Sen. Barry Goldwater (R. Ariz.) departed yesterday from Reagan Administration Mideast policy with the assertion he would be in favor of talking with the Palestine Liberation Organization if that step would help to reduce international terrorism.
Declaring that one terrorist act sparked another, he said in a telephone interview with an NBC radio affiliate here that “that’s what you’re seeing in Iran but I think that’s what you’re going to see more of in the Middle East.” He spoke from Phoenix with Ken Alvord of the program, “News Talk ’98” on WRC.
Goldwater argued that the PLO “is demanding not necessarily recognition but that they be talked to, and while I don’t think anything is ever going to come of any talks with them, I think that until we do talk to them, we’re going to have more and more trouble.” He added he would “do anything to calm down these acts of terrorism.”

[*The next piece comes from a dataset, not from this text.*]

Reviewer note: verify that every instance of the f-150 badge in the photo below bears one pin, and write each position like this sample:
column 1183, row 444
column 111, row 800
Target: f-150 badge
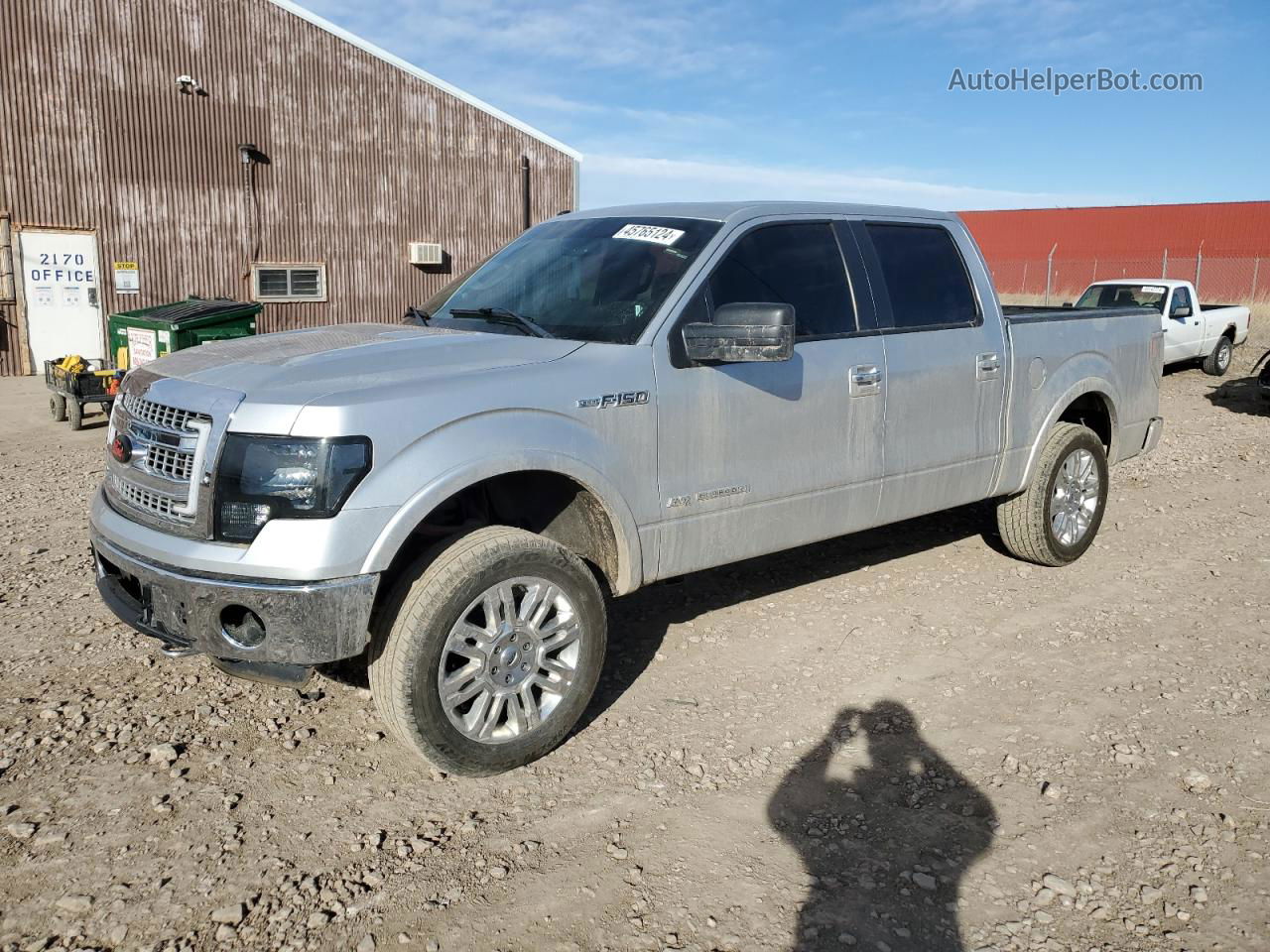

The policy of the Reagan Administration, like those of previous Administrations, is to refuse to meet with PLO chief Yasir Arafat until the PLO accepts United Nations Security Council Resolutions 242 and 338, which call for recognition of the right of existence of all states, including Israel, in the region.
Goldwater said later yesterday that he had been urging talks with the PLO “for at least five years” but that no one had listened to him. Asserting that terrorism was part of the larger Middle East deadlock, he said he thought the United States “should urge” Premier Menachem Begin and the Arab leaders “to sit down and talk to this man,” Arafat.